Et maintenant, revenons au thème initial, ma modulation s’éloignant trop d’une quinte! Laissez-moi vous renvoyer, Monsieur Wattinne, à la Buls-Cantate et, à la fin de l’oratorio De Schelde, vous y trouverez un emploi fréquent, mais intéressant et amusant des instruments à percussion. Dans la Commémoration de Conscience, vous trouverez un effet de cloches saisissant produit par les cuivres, le seul vraiment réussi que je connaisse. Des combinaisons fort heureuses de sonneries et de batterie sont éparpillées dans toutes les cantates de Benoit, le plus souvent écrites pour être exécutées en plein air. Laissez-moi vous indiquer encore le passage dans la cantate d’enfants, De Wereld in, p. 27 et suiv., d’un caractère exceptionnel, où l’ensemble dépeint si bien la hardiesse des garçons, aux mots "maar rukt op onze erve de vijand aan" ("mais quand l’ennemi s’avance sur nos terres") qui se disent les héros de la patrie; l’ouverture de Charlotte Corday, la Rubenscantate, pages uniques dans la littérature musicale contemporaine.

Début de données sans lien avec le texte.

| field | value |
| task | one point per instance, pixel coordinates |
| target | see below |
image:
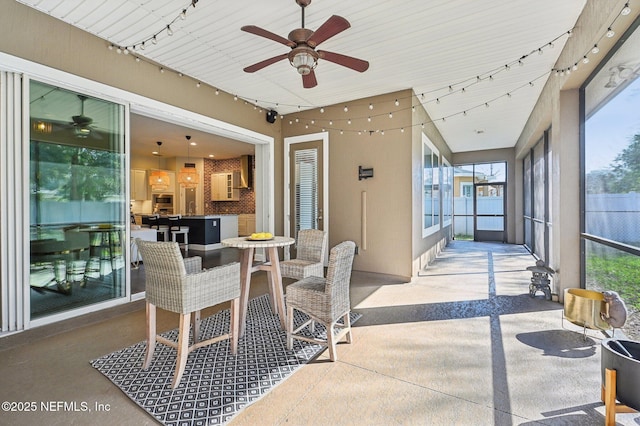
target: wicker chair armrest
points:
(211, 286)
(193, 264)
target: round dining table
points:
(247, 248)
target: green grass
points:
(620, 273)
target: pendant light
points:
(159, 179)
(188, 176)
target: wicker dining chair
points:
(311, 247)
(325, 300)
(182, 286)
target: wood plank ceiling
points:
(423, 45)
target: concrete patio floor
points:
(462, 344)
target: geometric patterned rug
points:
(216, 385)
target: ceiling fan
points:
(303, 42)
(81, 122)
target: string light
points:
(626, 10)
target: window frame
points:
(435, 179)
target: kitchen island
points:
(205, 231)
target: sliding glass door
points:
(78, 210)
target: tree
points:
(625, 171)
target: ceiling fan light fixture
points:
(82, 132)
(159, 180)
(303, 60)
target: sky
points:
(611, 129)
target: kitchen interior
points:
(219, 194)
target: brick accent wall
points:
(247, 203)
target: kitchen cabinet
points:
(170, 189)
(139, 185)
(225, 186)
(246, 224)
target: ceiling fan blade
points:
(267, 34)
(309, 80)
(344, 60)
(332, 26)
(258, 66)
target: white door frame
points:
(324, 137)
(133, 103)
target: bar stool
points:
(154, 222)
(175, 228)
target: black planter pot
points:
(615, 356)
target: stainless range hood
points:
(246, 171)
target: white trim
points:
(447, 165)
(324, 137)
(436, 227)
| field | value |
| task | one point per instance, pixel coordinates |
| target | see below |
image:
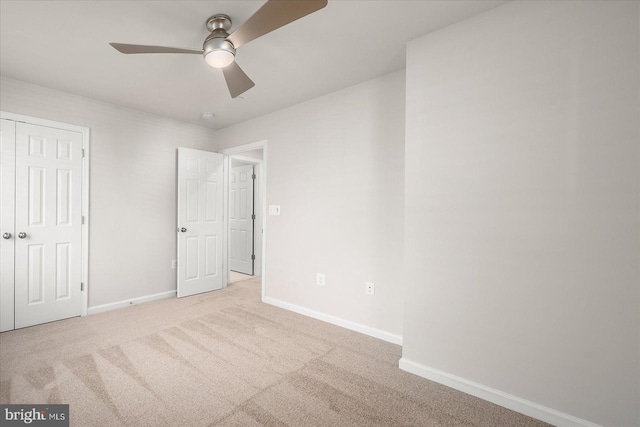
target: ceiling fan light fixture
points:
(219, 58)
(219, 52)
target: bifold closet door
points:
(7, 222)
(47, 232)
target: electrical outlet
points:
(370, 288)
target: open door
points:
(201, 224)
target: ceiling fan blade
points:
(237, 81)
(271, 16)
(138, 48)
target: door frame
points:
(257, 203)
(262, 177)
(86, 136)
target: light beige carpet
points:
(224, 358)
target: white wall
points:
(522, 205)
(132, 201)
(335, 166)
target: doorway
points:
(244, 158)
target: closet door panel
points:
(48, 224)
(7, 222)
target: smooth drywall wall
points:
(522, 205)
(335, 167)
(132, 205)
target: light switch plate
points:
(274, 209)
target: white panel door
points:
(48, 224)
(200, 221)
(7, 222)
(241, 219)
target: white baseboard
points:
(498, 397)
(373, 332)
(127, 303)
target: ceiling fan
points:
(219, 48)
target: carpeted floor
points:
(224, 358)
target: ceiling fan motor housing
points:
(217, 50)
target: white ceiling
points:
(64, 45)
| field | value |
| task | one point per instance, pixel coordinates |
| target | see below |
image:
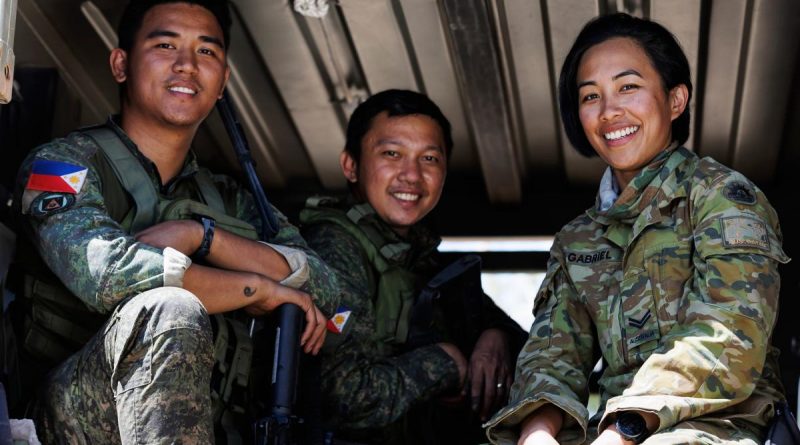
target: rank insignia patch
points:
(55, 176)
(740, 192)
(339, 320)
(50, 203)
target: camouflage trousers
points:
(143, 378)
(705, 431)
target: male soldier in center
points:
(377, 383)
(139, 245)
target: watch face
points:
(631, 426)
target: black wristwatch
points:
(631, 426)
(208, 235)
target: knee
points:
(166, 309)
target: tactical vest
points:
(59, 323)
(395, 284)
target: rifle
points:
(452, 300)
(276, 426)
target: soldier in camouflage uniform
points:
(144, 376)
(395, 160)
(672, 277)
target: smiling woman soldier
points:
(672, 275)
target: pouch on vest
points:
(783, 430)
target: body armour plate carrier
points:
(59, 323)
(395, 285)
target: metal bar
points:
(481, 80)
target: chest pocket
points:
(669, 270)
(637, 318)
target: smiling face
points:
(623, 107)
(176, 69)
(402, 168)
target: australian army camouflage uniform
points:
(84, 237)
(677, 285)
(369, 376)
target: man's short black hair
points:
(134, 13)
(661, 47)
(395, 103)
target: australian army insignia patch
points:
(740, 192)
(743, 231)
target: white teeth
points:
(182, 90)
(621, 133)
(406, 196)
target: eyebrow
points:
(390, 141)
(630, 72)
(166, 33)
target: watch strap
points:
(209, 225)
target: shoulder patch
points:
(740, 192)
(743, 231)
(51, 203)
(337, 323)
(55, 176)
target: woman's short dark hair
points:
(134, 13)
(395, 103)
(661, 47)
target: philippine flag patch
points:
(55, 176)
(337, 323)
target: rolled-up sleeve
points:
(83, 246)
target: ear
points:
(118, 60)
(349, 166)
(678, 100)
(225, 82)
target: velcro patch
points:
(339, 320)
(50, 203)
(743, 231)
(55, 176)
(590, 257)
(740, 192)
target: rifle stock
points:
(455, 294)
(276, 427)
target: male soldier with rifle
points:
(376, 375)
(132, 246)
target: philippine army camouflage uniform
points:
(145, 376)
(370, 383)
(676, 285)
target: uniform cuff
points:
(298, 262)
(175, 265)
(649, 403)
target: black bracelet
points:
(208, 236)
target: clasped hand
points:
(185, 236)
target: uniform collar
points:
(189, 169)
(420, 242)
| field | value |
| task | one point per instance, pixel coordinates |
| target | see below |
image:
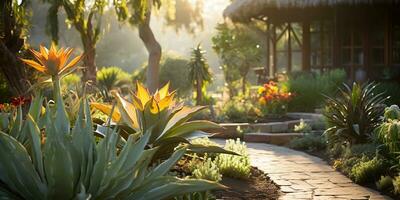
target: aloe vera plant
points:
(168, 122)
(60, 161)
(354, 113)
(389, 131)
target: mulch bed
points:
(258, 186)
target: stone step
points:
(271, 138)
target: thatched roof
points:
(243, 10)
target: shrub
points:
(206, 170)
(173, 69)
(353, 114)
(308, 89)
(389, 131)
(273, 99)
(392, 112)
(368, 171)
(385, 184)
(237, 110)
(109, 78)
(44, 157)
(232, 165)
(392, 89)
(396, 185)
(302, 127)
(389, 135)
(309, 142)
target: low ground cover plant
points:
(235, 166)
(210, 165)
(363, 138)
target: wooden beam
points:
(306, 47)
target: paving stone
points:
(301, 176)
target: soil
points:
(257, 187)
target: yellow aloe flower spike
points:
(127, 110)
(166, 101)
(52, 62)
(142, 93)
(164, 91)
(106, 109)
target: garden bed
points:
(258, 186)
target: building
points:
(361, 36)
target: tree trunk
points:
(244, 85)
(90, 69)
(13, 70)
(154, 50)
(10, 44)
(199, 93)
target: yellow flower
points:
(261, 90)
(262, 101)
(52, 62)
(159, 101)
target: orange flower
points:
(52, 62)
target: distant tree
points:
(173, 69)
(86, 17)
(239, 52)
(199, 72)
(138, 13)
(14, 25)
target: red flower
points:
(19, 101)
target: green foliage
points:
(235, 166)
(4, 90)
(309, 89)
(385, 184)
(238, 110)
(81, 14)
(199, 72)
(302, 127)
(391, 89)
(206, 170)
(353, 114)
(109, 78)
(368, 171)
(239, 50)
(173, 69)
(66, 162)
(389, 134)
(309, 142)
(204, 141)
(396, 185)
(392, 113)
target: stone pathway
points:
(301, 176)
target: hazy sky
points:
(120, 44)
(182, 42)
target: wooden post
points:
(274, 50)
(267, 60)
(289, 30)
(306, 51)
(336, 40)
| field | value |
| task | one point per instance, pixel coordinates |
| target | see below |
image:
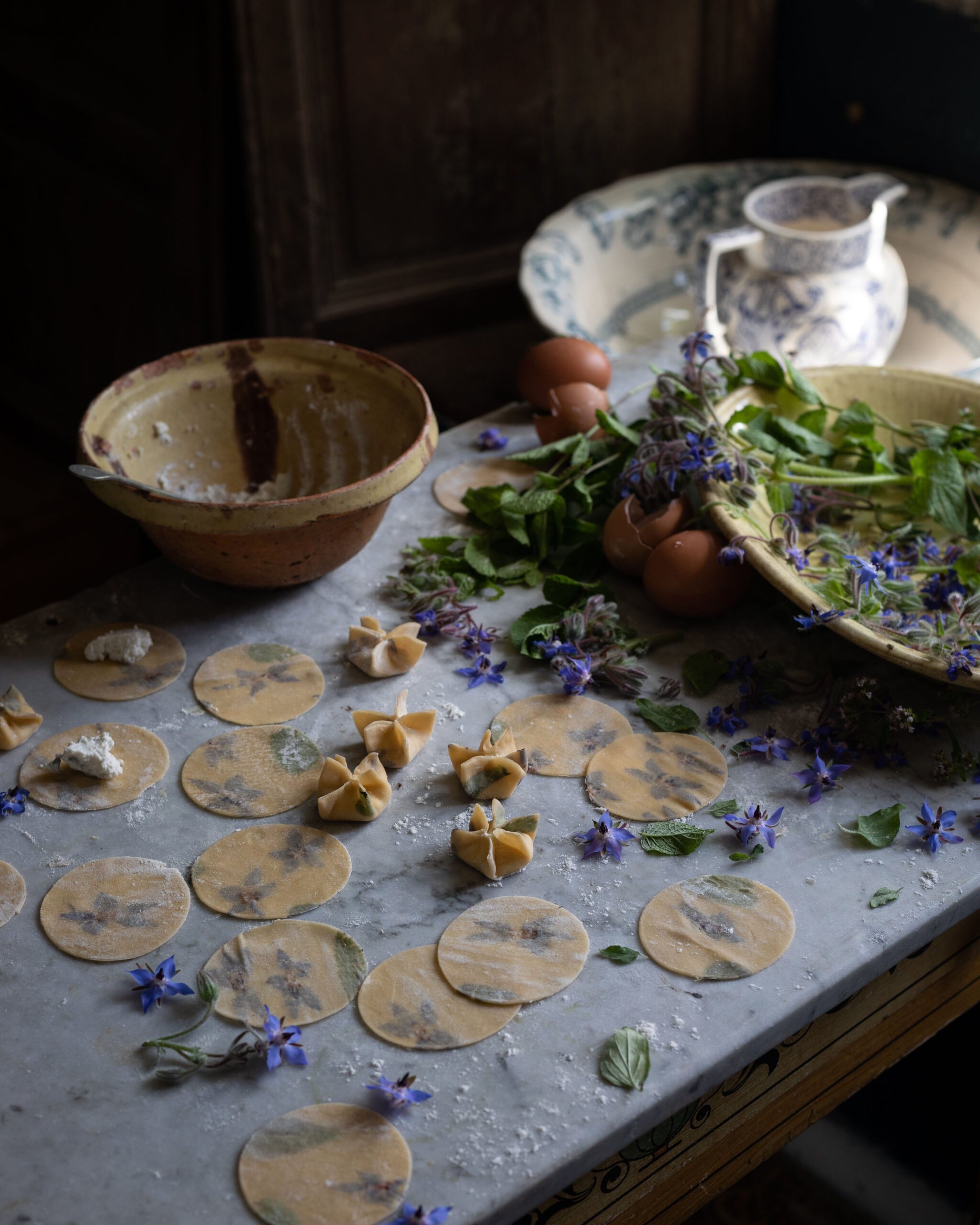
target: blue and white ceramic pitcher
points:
(812, 276)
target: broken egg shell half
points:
(571, 410)
(683, 576)
(564, 359)
(630, 536)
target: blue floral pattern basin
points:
(620, 266)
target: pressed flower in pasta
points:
(156, 985)
(400, 1093)
(604, 838)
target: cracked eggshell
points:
(384, 655)
(656, 776)
(396, 738)
(358, 795)
(497, 848)
(19, 721)
(490, 772)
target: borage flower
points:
(727, 721)
(491, 440)
(478, 641)
(11, 802)
(400, 1093)
(935, 827)
(411, 1215)
(483, 672)
(578, 675)
(155, 985)
(756, 823)
(283, 1044)
(815, 618)
(772, 745)
(819, 776)
(604, 837)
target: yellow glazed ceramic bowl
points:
(901, 396)
(327, 433)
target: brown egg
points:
(572, 412)
(630, 536)
(561, 360)
(683, 576)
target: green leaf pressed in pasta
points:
(878, 828)
(626, 1059)
(672, 837)
(352, 965)
(884, 896)
(703, 670)
(668, 718)
(294, 751)
(270, 653)
(619, 953)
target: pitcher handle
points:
(713, 246)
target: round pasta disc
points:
(12, 892)
(271, 871)
(560, 734)
(257, 683)
(255, 772)
(656, 776)
(302, 970)
(450, 486)
(512, 950)
(115, 909)
(407, 1001)
(325, 1165)
(111, 681)
(717, 928)
(144, 756)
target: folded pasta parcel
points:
(352, 795)
(395, 738)
(384, 655)
(493, 771)
(18, 720)
(497, 848)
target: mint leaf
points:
(802, 386)
(668, 718)
(619, 953)
(703, 670)
(672, 838)
(739, 856)
(538, 623)
(884, 896)
(626, 1059)
(879, 828)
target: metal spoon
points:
(89, 473)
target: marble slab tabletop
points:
(89, 1136)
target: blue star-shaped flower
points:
(819, 776)
(400, 1093)
(411, 1215)
(12, 800)
(578, 675)
(283, 1044)
(604, 837)
(155, 985)
(483, 673)
(772, 745)
(935, 827)
(491, 440)
(756, 823)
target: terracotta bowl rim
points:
(429, 422)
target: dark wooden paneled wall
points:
(403, 150)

Une occasion se présente, Monsieur Wattinne, pour vous et pour ceux qui ignorent encore ou nient, bon gré mal gré, l’œuvre de Benoit - de vous rendre compte des effets grandioses et des trouvailles géniales du maître anversois. Une exécution de la Rubenscantate, sous la direction de E. Keurvels, aura lieu à Anvers, le 12 juillet, à 8 ½ heures du soir (1.200 exécutants), Place Verte, milieu pour laquelle elle a été créée en 1877 (commémoration du tricentenaire de la naissance de Rubens), place qui depuis lors n’a presque rien perdu de son aspect original. Assimilez-vous cette œuvre dans laquelle le carillon de la cathédrale vient se mêler aux chants et à l’éclat des cuivres et où l’obus tient lieu d’idée - il y en a d’autres avant vous qui s’en sont moqués - et si vous avez une âme et un cœur assez grands pour jouir de cette infinie beauté, de ce quoi, ce géant immortel a su animer sa race, vous en reviendrez converti, la bouche à tout jamais close. Pour nous, qui vivons dans la tradition du maître, nous nous réjouissons du revirement de notre peuple et de notre art flamand qui, dans un temps futur, sera incontestablement reconnu. Aucun ver de terre ne peut diminuer l’œuvre engendrée par le Saint-Esprit. Ainsi que le dit Victor Hugo, dans son étude sur William Shakespeare: "pour les hommes de réelle valeur, tout commence six pieds sous terre!" J’ai dit.

Hove, 10 mai 1914.
Jef Van Hoof.

Van Hoof, J.: Correspondance, in: Tribune musicale. Revue latine, 16 mei 1914.